PROJECT SUMMARY/ABSTRACT The mechanism whereby RNA-binding proteins impact muscle function and disease progression is still largely unknown. Fragile X-related protein 1 (FXR1), an RNA-binding protein, is multi-functional and plays a role in regulating the temporal and spatial expression of RNAs in myocytes. It is becoming increasingly evident that FXR1 is essential for normal muscle function and is associated with both human cardiac and skeletal myopathies. Although global knockout of Fxr1 in mice results in perinatal lethality with cardiac and skeletal muscle defects, little is known regarding the fundamental mechanistic role(s) of FXR1. We discovered that FXR1 interacts with, and post-transcriptionally regulates, mRNAs that encode proteins essential for excitation-contraction coupling, including components that regulate phosphorylation of the myosin regulatory light chain (RLC). We also identified an interaction between FXR1 and the mRNA that encodes utrophin, a protein that can functionally substitute for the loss of dystrophin in Duchenne Muscular Dystrophy. Our extensive preliminary data, and data from others, reveal that FXR1 protein levels are significantly reduced in human DMD myocytes as well as in all DMD models tested including those from canine, pig, mouse and rat. Remarkably, restoring FXR1 levels in three different mouse models of DMD attenuates disease progression, resulting in structural and functional improvements in both cardiac and skeletal muscle. Utrophin expression is also enhanced in DMD mice in response to increased FXR1 levels. Thus, we hypothesize that FXR1 specifically regulates cellular components that are critical for proper muscle function and alterations in FXR1 levels/function contribute to disease progression, particularly in DMD. We propose a global, unbiased and multidisciplinary approach from single molecule to in vivo studies, including the use of human tissue, to allow us to accomplish three Specific Aims focused on determining the basic physiological function of a Fragile X protein and the role it plays in muscle pathogenesis. In addition, we will be among the first groups to assess gene-therapy strategies to prevent muscle dysfunction in DMD-rats (a model which closely resembles human DMD). We predict these discoveries will facilitate a unique RNA-level therapeutic approach to ameliorate muscle disease progression.

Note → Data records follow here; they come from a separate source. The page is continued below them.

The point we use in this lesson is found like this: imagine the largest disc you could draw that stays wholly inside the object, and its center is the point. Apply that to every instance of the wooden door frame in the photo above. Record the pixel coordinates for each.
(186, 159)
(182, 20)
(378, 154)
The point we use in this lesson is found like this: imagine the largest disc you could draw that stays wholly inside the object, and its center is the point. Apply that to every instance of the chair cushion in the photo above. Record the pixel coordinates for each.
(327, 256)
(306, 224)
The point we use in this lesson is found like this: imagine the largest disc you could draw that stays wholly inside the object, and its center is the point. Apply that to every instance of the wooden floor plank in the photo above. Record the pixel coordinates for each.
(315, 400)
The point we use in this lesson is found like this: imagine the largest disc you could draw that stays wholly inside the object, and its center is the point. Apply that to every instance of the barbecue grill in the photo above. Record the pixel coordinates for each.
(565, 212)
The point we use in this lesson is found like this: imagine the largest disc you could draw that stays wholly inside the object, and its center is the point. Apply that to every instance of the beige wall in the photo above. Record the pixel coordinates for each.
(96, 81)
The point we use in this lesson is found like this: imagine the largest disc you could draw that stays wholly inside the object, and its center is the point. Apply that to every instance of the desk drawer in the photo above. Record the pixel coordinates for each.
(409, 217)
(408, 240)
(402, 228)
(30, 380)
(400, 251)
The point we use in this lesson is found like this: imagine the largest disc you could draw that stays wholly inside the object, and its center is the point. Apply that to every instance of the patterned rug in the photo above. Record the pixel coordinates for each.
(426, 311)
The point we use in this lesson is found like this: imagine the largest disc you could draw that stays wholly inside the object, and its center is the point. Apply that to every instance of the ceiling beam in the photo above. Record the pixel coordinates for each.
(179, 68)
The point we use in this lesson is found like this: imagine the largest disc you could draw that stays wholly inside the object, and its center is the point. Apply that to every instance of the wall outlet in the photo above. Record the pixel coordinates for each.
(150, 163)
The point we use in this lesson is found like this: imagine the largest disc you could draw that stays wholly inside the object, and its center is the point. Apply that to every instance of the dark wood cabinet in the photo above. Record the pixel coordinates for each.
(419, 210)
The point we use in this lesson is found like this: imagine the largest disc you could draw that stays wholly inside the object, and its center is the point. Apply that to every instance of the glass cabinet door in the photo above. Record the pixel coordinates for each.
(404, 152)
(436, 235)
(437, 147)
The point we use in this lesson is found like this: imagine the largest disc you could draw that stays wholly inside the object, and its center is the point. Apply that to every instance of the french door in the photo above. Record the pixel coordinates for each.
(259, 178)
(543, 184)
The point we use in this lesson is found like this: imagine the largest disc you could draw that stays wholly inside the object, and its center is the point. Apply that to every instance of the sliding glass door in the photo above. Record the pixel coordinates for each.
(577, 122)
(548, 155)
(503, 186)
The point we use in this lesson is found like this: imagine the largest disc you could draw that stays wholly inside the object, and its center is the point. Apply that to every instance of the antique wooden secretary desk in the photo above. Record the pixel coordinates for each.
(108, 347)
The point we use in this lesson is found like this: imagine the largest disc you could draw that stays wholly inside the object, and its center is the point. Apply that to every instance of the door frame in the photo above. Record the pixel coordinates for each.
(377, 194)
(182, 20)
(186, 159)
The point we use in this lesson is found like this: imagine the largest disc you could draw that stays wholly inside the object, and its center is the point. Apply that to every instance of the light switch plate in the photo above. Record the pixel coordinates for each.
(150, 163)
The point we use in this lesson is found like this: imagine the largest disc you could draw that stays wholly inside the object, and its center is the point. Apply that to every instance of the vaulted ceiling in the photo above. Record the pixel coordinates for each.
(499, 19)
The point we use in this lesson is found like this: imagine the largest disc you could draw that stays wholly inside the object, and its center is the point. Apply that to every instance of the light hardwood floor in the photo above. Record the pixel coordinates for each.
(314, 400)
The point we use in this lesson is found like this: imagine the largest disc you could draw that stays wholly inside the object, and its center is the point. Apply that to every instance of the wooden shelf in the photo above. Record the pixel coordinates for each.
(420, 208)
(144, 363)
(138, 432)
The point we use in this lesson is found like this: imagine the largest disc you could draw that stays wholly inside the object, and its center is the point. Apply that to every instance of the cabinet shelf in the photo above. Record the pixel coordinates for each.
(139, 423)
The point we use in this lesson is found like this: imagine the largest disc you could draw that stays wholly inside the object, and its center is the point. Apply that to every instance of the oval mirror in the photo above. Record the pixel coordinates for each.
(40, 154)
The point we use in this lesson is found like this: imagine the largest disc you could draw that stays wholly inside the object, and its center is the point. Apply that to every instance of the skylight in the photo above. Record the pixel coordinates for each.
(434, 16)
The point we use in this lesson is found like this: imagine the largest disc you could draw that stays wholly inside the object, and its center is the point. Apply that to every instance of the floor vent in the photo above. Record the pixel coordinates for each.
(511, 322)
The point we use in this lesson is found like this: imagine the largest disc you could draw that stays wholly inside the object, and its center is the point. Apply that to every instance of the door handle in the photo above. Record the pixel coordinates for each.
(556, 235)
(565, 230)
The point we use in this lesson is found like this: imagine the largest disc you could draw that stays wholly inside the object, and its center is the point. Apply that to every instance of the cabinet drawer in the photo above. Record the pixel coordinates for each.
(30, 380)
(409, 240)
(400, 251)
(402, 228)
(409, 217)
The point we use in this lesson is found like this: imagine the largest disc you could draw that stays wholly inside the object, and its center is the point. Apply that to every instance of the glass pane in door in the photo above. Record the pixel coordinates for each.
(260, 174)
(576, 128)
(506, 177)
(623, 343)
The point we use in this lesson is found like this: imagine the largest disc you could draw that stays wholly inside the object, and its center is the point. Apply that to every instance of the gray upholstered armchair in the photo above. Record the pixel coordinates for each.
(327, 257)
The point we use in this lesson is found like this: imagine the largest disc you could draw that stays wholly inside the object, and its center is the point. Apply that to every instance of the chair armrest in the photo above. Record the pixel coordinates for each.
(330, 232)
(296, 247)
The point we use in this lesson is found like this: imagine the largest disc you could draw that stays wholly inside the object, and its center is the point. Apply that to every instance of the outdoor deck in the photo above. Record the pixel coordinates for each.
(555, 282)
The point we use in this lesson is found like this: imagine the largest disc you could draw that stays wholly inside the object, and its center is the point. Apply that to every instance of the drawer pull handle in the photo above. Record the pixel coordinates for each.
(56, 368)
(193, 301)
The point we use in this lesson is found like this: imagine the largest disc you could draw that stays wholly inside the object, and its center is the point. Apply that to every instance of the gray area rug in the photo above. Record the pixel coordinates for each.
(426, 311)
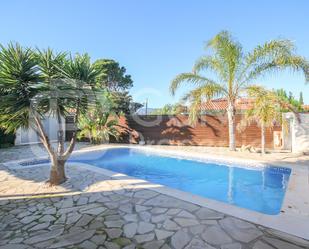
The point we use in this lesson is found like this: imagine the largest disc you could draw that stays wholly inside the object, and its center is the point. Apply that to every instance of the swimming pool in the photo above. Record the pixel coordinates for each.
(260, 189)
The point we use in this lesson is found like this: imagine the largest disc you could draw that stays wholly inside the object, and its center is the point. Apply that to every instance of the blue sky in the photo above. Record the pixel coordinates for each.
(156, 40)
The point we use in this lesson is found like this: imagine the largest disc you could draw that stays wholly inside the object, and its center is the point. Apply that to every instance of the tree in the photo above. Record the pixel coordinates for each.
(112, 76)
(123, 103)
(301, 98)
(169, 109)
(266, 111)
(234, 70)
(281, 93)
(98, 126)
(44, 83)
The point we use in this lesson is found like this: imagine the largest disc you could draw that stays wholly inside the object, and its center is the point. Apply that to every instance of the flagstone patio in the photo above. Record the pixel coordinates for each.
(92, 210)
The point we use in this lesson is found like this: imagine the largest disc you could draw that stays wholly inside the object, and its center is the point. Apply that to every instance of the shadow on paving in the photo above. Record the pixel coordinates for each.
(128, 218)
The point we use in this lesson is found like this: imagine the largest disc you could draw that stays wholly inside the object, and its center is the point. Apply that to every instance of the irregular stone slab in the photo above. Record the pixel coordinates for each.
(40, 226)
(128, 208)
(131, 217)
(173, 211)
(208, 214)
(130, 230)
(280, 243)
(180, 239)
(153, 244)
(129, 247)
(159, 218)
(73, 217)
(145, 216)
(165, 246)
(44, 236)
(114, 223)
(84, 220)
(236, 246)
(29, 219)
(50, 211)
(112, 217)
(144, 237)
(169, 202)
(88, 245)
(14, 246)
(140, 208)
(240, 230)
(145, 194)
(73, 238)
(196, 243)
(260, 245)
(162, 234)
(67, 203)
(47, 218)
(184, 222)
(186, 214)
(144, 227)
(170, 225)
(113, 233)
(98, 239)
(111, 245)
(94, 211)
(82, 201)
(158, 210)
(214, 235)
(198, 229)
(287, 237)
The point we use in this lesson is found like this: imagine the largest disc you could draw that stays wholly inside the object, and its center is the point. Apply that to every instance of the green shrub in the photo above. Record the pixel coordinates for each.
(6, 140)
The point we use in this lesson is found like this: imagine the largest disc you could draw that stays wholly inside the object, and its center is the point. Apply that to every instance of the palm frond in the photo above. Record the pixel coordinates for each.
(190, 78)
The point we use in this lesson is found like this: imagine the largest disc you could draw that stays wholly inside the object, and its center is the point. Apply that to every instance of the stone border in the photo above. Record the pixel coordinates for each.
(288, 221)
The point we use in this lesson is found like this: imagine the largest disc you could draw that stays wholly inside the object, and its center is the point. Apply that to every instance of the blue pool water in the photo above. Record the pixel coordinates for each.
(259, 189)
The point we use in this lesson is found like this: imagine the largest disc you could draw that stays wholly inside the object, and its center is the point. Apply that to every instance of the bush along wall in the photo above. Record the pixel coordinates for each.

项目总结/摘要 RNA结合蛋白影响肌肉功能和疾病进展的机制仍然是 大部分未知。脆性X相关蛋白1（FXR 1）是一种多功能的RNA结合蛋白， 在调节心肌细胞中RNA的时空表达方面。越来越明显的是 FXR 1对于正常肌肉功能至关重要，并与人类心脏和骨骼肌病相关。 尽管小鼠中Fxr 1的整体敲除导致围产期致死性心脏和骨骼肌缺陷， 关于FXR 1的基本机制作用知之甚少。我们发现FXR 1与 并在转录后调节编码兴奋-收缩偶联所必需的蛋白质的mRNA， 包括调节肌球蛋白调节轻链（RLC）磷酸化的组分。我们还确定 FXR 1和编码utrophin的mRNA之间的相互作用，utrophin是一种可以在功能上取代 杜氏肌营养不良症中肌营养不良蛋白的丢失。我们广泛的初步数据，以及其他人的数据， 揭示人DMD肌细胞以及所有DMD模型中的FXR 1蛋白水平显著降低 测试包括来自犬、猪、小鼠和大鼠的那些。值得注意的是，在三个不同的细胞中恢复FXR 1水平， DMD的小鼠模型减弱了疾病进展，导致结构和功能的改善， 包括心肌和骨骼肌。在DMD小鼠中，肌营养蛋白表达也响应于增加的 FXR 1水平。因此，我们假设FXR 1特异性调节细胞成分，这些细胞成分对于 适当的肌肉功能和FXR 1水平/功能的改变有助于疾病进展，特别是在 DMD我们提出了一个全球性的，公正的和多学科的方法，从单分子到体内研究， 包括使用人体组织，使我们能够实现三个具体目标，重点是确定 脆性X蛋白的基本生理功能及其在肌肉发病机制中的作用。另外我们 将是第一批评估基因治疗策略以预防DMD大鼠肌肉功能障碍的小组之一（a 与人类DMD非常相似的模型）。我们预测这些发现将促进一种独特的RNA水平 改善肌肉疾病进展的治疗方法。